The Cold War is in full swing, an on lonely Burpleson Air Force base, Brigadier General Jack Ripper (Sterling Hayden) declares that Russia has attacked, and sends a message to his planes that they are to retaliate, with extreme prejuduce (which is to say, mighty ka-boomery). Unfourtunately, Ripper is simultaniously drunk, crazy, and wrong. It's up to Group Captain Lional Mandrake (Peter Sellers) to get the code neccesary to stop these troops to President Merkin Muffley (Peter Sellers), and the rest of the war cabinet, including the titular ex-Nazi science adviser, Doctor Strangelove (Peter Sellers) before the B-52 flown by Majo T.J. Kong (Peter Sellers Slim Pickens) can illustrate said ka-boomery.

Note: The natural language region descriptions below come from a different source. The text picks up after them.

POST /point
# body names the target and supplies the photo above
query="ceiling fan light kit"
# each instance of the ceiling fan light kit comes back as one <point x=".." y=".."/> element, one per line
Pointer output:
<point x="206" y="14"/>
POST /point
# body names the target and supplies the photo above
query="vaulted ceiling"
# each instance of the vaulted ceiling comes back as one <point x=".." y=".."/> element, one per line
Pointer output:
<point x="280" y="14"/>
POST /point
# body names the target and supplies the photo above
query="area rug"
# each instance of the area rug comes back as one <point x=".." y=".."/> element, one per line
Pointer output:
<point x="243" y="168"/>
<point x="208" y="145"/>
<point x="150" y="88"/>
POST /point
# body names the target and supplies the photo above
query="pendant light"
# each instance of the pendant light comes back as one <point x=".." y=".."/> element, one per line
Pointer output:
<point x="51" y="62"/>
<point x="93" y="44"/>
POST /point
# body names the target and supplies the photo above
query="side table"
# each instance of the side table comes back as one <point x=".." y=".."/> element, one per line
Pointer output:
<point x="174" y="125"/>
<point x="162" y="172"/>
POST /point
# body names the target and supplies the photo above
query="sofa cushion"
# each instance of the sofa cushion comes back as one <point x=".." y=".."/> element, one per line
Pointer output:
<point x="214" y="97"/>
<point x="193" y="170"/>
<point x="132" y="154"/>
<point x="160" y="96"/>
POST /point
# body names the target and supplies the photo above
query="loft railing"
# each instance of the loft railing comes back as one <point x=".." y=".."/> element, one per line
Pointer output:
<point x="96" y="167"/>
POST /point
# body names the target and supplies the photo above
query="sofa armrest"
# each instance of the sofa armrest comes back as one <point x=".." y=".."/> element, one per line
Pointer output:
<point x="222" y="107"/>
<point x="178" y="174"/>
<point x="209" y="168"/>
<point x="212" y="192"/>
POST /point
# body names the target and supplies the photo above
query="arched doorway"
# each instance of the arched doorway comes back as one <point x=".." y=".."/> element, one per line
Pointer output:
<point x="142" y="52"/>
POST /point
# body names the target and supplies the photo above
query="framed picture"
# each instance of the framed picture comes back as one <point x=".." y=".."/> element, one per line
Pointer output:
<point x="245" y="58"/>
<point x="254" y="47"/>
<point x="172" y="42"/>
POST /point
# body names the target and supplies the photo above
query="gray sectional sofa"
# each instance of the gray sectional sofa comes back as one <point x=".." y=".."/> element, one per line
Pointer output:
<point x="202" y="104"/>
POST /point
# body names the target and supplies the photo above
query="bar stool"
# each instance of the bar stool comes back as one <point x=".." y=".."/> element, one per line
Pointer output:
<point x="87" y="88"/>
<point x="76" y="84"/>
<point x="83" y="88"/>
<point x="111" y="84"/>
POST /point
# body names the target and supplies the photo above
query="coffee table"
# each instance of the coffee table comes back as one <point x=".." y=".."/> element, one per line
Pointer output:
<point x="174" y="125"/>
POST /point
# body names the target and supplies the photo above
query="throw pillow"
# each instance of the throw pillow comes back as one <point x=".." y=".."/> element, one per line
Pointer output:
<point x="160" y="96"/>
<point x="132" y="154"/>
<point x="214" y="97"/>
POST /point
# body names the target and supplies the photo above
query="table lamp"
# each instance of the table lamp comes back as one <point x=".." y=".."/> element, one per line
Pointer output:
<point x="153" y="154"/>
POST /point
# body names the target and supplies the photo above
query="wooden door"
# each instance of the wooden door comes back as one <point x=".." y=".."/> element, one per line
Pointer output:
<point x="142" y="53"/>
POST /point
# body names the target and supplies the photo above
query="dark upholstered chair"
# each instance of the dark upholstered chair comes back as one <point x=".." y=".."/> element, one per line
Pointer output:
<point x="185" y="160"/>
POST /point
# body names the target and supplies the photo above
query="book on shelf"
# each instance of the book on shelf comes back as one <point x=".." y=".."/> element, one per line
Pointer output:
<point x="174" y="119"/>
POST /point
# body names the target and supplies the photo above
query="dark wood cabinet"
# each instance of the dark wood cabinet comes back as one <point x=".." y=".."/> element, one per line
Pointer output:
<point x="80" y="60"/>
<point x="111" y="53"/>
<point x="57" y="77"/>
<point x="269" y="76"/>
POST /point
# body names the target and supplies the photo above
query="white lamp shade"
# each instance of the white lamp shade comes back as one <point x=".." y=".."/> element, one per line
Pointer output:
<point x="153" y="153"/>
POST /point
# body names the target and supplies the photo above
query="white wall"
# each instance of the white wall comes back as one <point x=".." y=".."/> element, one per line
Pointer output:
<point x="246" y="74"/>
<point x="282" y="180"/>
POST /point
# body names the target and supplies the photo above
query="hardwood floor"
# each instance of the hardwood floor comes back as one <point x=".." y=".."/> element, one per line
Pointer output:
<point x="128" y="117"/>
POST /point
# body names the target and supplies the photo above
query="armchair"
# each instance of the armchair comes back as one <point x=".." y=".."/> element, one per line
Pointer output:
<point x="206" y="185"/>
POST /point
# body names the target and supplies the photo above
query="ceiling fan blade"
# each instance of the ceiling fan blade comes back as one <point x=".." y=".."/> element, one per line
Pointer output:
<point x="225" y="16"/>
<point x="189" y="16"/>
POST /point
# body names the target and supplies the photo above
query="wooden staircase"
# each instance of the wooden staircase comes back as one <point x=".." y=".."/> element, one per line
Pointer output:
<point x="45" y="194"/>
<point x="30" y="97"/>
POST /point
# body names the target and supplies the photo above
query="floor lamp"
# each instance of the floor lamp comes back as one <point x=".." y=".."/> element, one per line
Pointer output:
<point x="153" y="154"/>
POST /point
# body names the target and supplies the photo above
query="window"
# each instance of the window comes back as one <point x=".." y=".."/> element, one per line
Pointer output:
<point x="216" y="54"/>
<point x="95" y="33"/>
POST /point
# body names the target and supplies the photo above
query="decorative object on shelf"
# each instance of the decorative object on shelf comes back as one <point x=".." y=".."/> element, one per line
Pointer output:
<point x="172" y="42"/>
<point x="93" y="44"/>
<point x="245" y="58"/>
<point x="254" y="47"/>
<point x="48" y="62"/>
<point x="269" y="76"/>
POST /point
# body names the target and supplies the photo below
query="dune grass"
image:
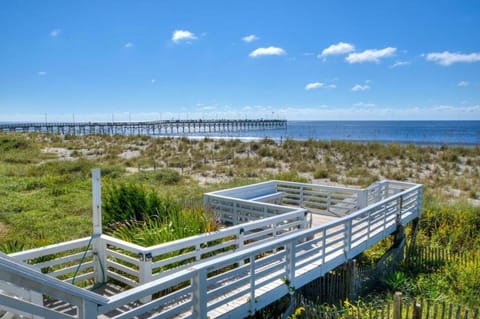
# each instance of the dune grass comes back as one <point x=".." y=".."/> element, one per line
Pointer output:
<point x="45" y="186"/>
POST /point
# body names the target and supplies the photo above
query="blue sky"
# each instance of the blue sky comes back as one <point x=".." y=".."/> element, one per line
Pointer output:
<point x="325" y="60"/>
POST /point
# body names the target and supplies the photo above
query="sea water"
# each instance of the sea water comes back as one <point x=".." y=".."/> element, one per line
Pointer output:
<point x="416" y="132"/>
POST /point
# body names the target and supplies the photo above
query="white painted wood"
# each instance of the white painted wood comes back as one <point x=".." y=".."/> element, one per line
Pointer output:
<point x="97" y="201"/>
<point x="234" y="283"/>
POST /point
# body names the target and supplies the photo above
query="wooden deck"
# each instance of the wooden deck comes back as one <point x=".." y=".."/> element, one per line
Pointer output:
<point x="231" y="273"/>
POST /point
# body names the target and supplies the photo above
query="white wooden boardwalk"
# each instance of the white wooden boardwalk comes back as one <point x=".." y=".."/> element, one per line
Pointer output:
<point x="283" y="235"/>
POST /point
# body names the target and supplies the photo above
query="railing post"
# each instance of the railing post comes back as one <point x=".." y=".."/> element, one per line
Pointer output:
<point x="252" y="285"/>
<point x="98" y="243"/>
<point x="397" y="305"/>
<point x="290" y="262"/>
<point x="235" y="213"/>
<point x="347" y="240"/>
<point x="87" y="310"/>
<point x="199" y="295"/>
<point x="301" y="197"/>
<point x="37" y="299"/>
<point x="362" y="199"/>
<point x="419" y="201"/>
<point x="145" y="272"/>
<point x="97" y="201"/>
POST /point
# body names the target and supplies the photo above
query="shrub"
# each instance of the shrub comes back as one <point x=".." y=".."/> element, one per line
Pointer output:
<point x="129" y="201"/>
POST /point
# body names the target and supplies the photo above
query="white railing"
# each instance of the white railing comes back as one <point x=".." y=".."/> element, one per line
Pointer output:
<point x="238" y="284"/>
<point x="211" y="276"/>
<point x="62" y="260"/>
<point x="133" y="264"/>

The film is witty and relatively fast-pased, jumping from the base to the war room to the plane en route to Russa (inexplicibly without Peter Sellers, though it is navigated by a young James Earl Jones), yet never feels rushed or confusing. The actors do a great job, with the most notable being the ubiquitous Mr. Sellers. His work with his own hand is fabulous, if minimal. Yes, this is one of the least manautotentatic movies on this site, as Dr. Strangelove's hand only punches him once, and tries to embarrass him twice (by attempting giving the president a zieg heil), but it was handled with enough penache, sheer style, to spawn a genre, that I can't help but love it. Strangelove is obviously not unfamiliar with his unhelpful appendage, he gives off a weak smile and phony chuckle to the crowd in the war room everytime it turns awry, like one would with a misbehaving pet. It's like a bad rash, something you deal with and hope goes away.

 
The doctor's hand tries to give him a hug. A neck hug.

Rating: Even with scarcely existant attacks, the movie was top notch, and the hand was a true gem. Thumb!